What about moving a 3D-printed part to injection molding? Once a part starts down the 3D printing road, Schmidt explains, it’s easiest to keep that part in an additive manufacturing production flow. “Once you set up or convert a part to 3D printing, you have a master file for the material. You still have to submit reports to confirm biocompatibility, but all the data is readily available,” he says. “If you go the other way, from 3D printing into molding, nine times out of ten you’re going to have to go back and redo all of that data to submit for biocompatibility.”
This issue of biocompatibility points to how 3D printing can be a consistency win for the medical industry. Part solid files, print layout, inspection drawings and additional information is highly controlled through Resolution’s quality management system and design controls just like other components. Because of the lack of tooling, the end part’s geometry and properties are determined by material and print file; the same file printed with the same material will result in the same part each time. Other controls like automated washing and validated oven curing settings provide added insurance to the process.

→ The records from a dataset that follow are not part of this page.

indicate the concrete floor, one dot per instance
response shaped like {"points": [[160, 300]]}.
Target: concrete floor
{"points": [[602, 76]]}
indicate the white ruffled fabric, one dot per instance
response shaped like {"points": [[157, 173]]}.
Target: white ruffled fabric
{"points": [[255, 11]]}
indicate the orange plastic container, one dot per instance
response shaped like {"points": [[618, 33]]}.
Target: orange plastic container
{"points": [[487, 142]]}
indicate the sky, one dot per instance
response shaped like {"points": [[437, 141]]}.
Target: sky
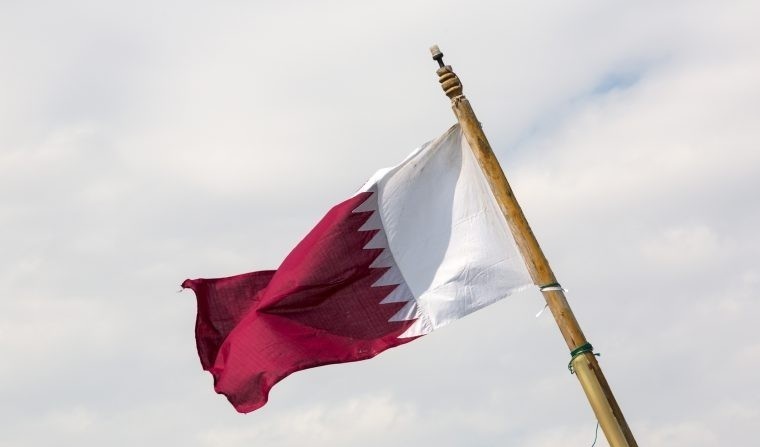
{"points": [[142, 143]]}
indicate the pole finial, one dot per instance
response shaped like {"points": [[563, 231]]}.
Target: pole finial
{"points": [[437, 55], [450, 83]]}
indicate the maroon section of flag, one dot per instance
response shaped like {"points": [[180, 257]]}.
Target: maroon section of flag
{"points": [[323, 305]]}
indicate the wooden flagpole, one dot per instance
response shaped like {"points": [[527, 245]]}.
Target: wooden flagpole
{"points": [[583, 361]]}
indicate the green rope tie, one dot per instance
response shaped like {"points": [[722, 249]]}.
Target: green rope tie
{"points": [[580, 350]]}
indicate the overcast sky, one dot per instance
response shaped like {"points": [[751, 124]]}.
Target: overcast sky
{"points": [[143, 142]]}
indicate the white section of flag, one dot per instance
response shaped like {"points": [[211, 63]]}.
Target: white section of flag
{"points": [[445, 233]]}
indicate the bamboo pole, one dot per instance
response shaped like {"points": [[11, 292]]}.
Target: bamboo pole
{"points": [[583, 361]]}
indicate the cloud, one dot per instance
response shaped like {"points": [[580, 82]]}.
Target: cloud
{"points": [[144, 143]]}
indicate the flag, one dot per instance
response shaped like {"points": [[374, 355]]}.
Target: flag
{"points": [[418, 246]]}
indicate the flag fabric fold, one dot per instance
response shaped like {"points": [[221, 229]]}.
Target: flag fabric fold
{"points": [[418, 246]]}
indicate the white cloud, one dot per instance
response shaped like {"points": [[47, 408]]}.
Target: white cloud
{"points": [[143, 143]]}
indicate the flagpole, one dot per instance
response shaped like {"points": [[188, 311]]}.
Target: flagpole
{"points": [[583, 361]]}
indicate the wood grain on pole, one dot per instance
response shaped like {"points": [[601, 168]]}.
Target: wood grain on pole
{"points": [[587, 369]]}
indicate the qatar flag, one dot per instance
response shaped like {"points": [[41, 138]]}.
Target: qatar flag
{"points": [[418, 246]]}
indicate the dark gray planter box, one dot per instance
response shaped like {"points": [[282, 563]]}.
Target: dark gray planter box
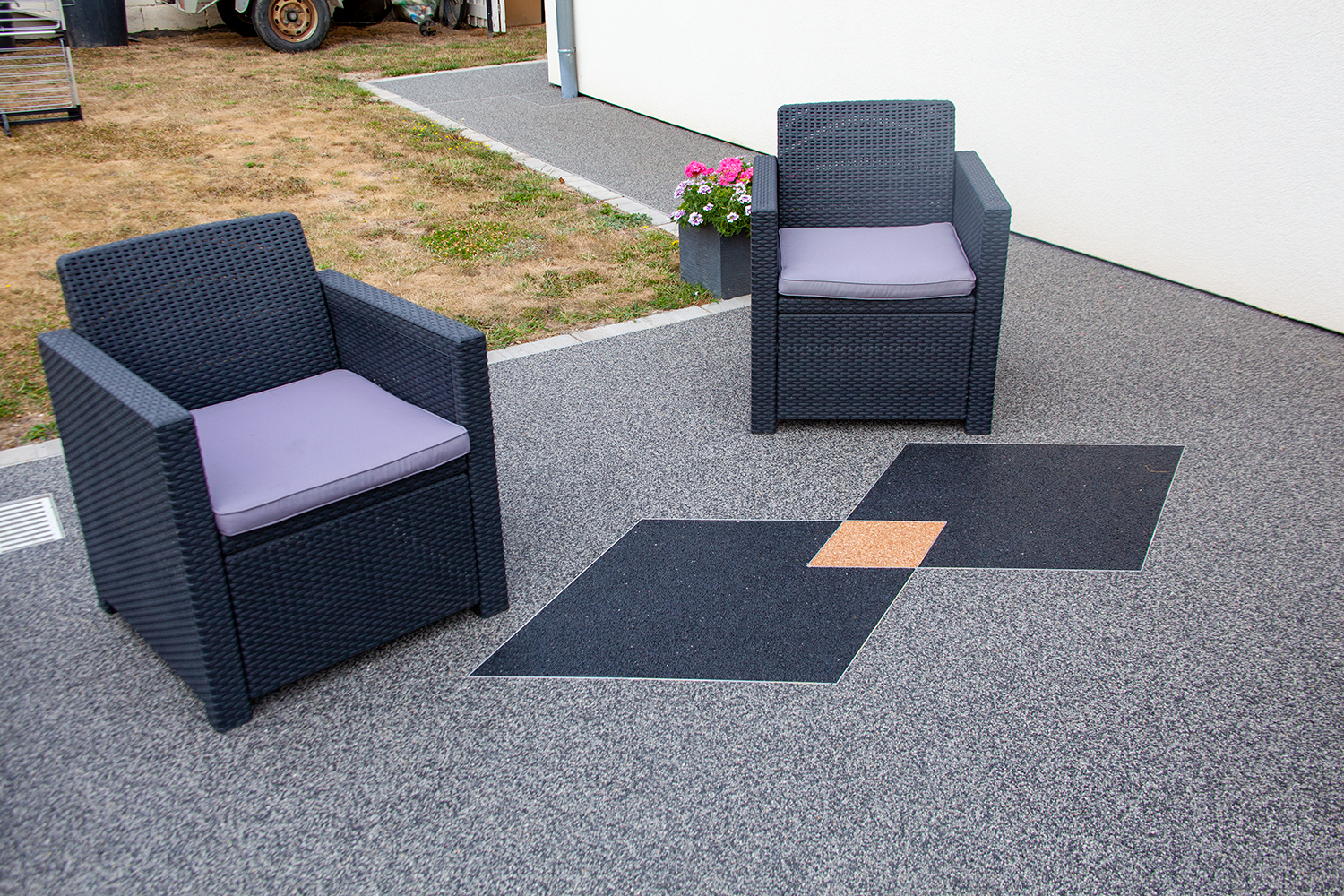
{"points": [[719, 263]]}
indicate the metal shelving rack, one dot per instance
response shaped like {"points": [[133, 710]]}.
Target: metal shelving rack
{"points": [[37, 81]]}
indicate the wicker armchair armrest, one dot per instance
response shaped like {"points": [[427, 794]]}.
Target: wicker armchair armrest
{"points": [[765, 289], [136, 473], [981, 215], [435, 363]]}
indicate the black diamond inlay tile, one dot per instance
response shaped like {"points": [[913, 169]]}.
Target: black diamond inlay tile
{"points": [[706, 599], [1038, 506]]}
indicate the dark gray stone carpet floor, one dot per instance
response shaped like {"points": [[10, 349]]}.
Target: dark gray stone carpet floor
{"points": [[1175, 729]]}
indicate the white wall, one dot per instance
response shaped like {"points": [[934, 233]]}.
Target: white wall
{"points": [[1198, 140]]}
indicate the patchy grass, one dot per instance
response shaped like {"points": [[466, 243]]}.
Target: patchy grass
{"points": [[209, 125]]}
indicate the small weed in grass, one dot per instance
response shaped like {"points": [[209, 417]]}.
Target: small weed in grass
{"points": [[612, 218], [470, 238], [556, 285]]}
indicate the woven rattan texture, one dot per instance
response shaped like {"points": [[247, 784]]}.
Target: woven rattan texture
{"points": [[983, 217], [332, 591], [134, 470], [438, 365], [238, 543], [866, 164], [839, 359], [765, 290], [892, 367], [193, 308], [204, 314]]}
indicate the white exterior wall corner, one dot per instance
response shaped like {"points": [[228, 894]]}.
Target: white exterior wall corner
{"points": [[1196, 142]]}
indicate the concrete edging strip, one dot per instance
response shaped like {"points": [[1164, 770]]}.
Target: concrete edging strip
{"points": [[37, 452], [577, 182]]}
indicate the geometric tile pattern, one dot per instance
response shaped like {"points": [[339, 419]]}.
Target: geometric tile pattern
{"points": [[1035, 506], [719, 599], [878, 544], [795, 600]]}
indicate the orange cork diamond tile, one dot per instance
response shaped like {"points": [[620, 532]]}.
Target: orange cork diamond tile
{"points": [[878, 544]]}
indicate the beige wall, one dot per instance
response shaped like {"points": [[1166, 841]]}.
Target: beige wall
{"points": [[1198, 140]]}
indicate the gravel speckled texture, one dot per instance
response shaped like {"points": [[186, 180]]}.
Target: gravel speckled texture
{"points": [[1002, 731], [636, 156]]}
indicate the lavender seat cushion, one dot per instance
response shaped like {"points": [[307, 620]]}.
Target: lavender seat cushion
{"points": [[925, 261], [300, 446]]}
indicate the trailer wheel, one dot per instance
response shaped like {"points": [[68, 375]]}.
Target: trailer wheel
{"points": [[238, 22], [292, 26]]}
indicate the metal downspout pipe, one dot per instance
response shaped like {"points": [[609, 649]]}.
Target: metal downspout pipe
{"points": [[564, 38]]}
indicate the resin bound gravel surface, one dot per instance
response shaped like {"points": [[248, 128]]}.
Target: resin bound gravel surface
{"points": [[1175, 728]]}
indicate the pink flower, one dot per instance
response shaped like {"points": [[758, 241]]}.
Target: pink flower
{"points": [[728, 169]]}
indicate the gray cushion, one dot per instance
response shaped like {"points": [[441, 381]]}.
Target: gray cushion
{"points": [[925, 261], [298, 446]]}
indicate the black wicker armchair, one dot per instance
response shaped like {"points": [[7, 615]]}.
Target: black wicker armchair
{"points": [[841, 336], [195, 359]]}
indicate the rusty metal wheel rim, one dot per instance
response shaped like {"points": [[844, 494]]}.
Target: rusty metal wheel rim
{"points": [[293, 21]]}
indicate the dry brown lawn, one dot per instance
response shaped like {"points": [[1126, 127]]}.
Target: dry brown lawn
{"points": [[185, 129]]}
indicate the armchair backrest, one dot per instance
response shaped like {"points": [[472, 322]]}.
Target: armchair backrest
{"points": [[866, 164], [204, 314]]}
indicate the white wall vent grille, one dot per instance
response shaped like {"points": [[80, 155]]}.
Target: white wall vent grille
{"points": [[29, 521]]}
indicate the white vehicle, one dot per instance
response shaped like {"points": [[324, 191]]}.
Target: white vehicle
{"points": [[295, 26]]}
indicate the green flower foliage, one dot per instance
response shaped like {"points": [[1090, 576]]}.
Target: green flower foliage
{"points": [[719, 196]]}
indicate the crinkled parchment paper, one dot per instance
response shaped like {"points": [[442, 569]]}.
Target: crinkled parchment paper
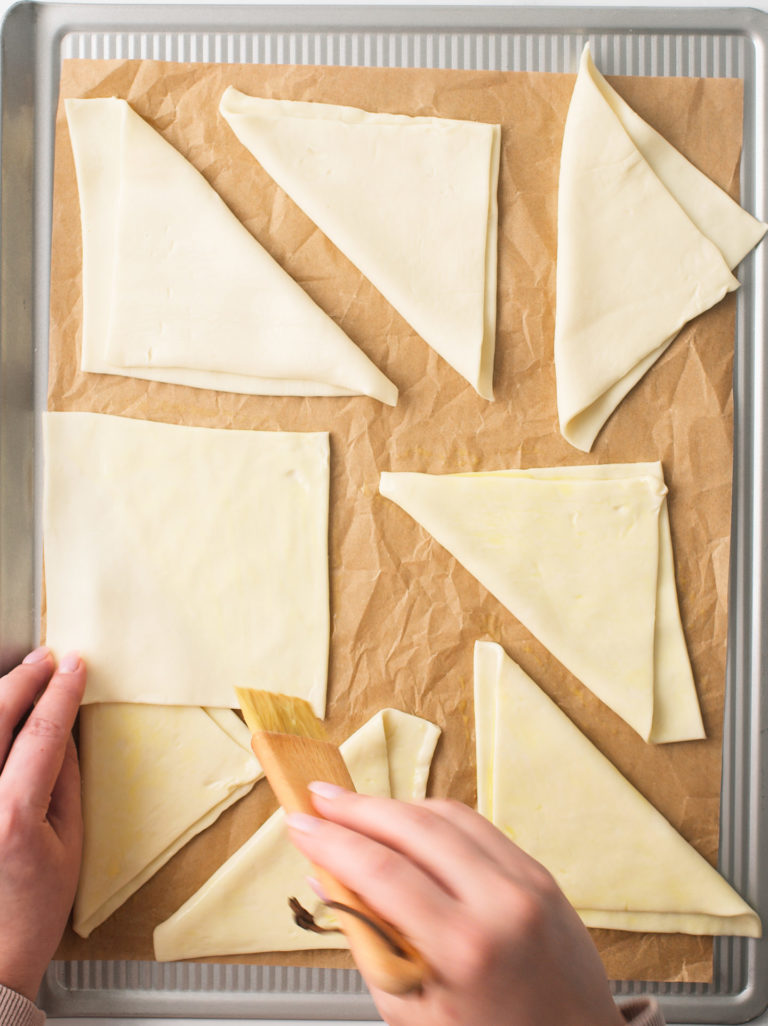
{"points": [[405, 615]]}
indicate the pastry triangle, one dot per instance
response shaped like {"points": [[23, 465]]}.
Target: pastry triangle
{"points": [[619, 862], [243, 908], [185, 558], [534, 539], [411, 201], [152, 778], [176, 289], [645, 243]]}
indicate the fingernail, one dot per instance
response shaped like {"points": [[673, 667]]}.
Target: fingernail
{"points": [[301, 822], [325, 790], [70, 663], [38, 655]]}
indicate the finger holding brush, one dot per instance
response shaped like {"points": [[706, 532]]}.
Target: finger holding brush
{"points": [[291, 745], [503, 945]]}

“Once we get that engineering side, and we get into large-scale production, you can continue to pull files and rerun parts exactly the same way; across all those steps, everything’s safe,” says Dale Carlson, senior product design engineer.
Seeking the Material Win
Resolution Medical now has its three Carbon M2 printers running two shifts during the week, as well as some weekends. The 3D printing area of the shop is set up, however, to support up to 15 more printers as a dedicated additive manufacturing cell.
Resolution Medical also sees growing opportunities as materials continue to advance. Currently, resin and equipment costs, along with some design constraints, are the primary limiting factors for DLS, but costs are coming down, Patterson says. That’s partly a result of Carbon’s bulk resin pricing introduced in 2017, and as well continued increase in resin volumes. Already it’s rare that Resolution can’t come up with an acceptable material for its customers, so more affordable resins will help to expand the economic cases where 3D printing makes sense. The company expects that more production will move this way in the future, with products developed, launched and then produced on the same 3D printing platform.
“The speed at which you can iterate is a game-changer,” Schmidt says. “If you can get the customers locked in at that early stage, they can get through clinical and into the market even at lower and mid volumes. This is prototyping and manufacturing.”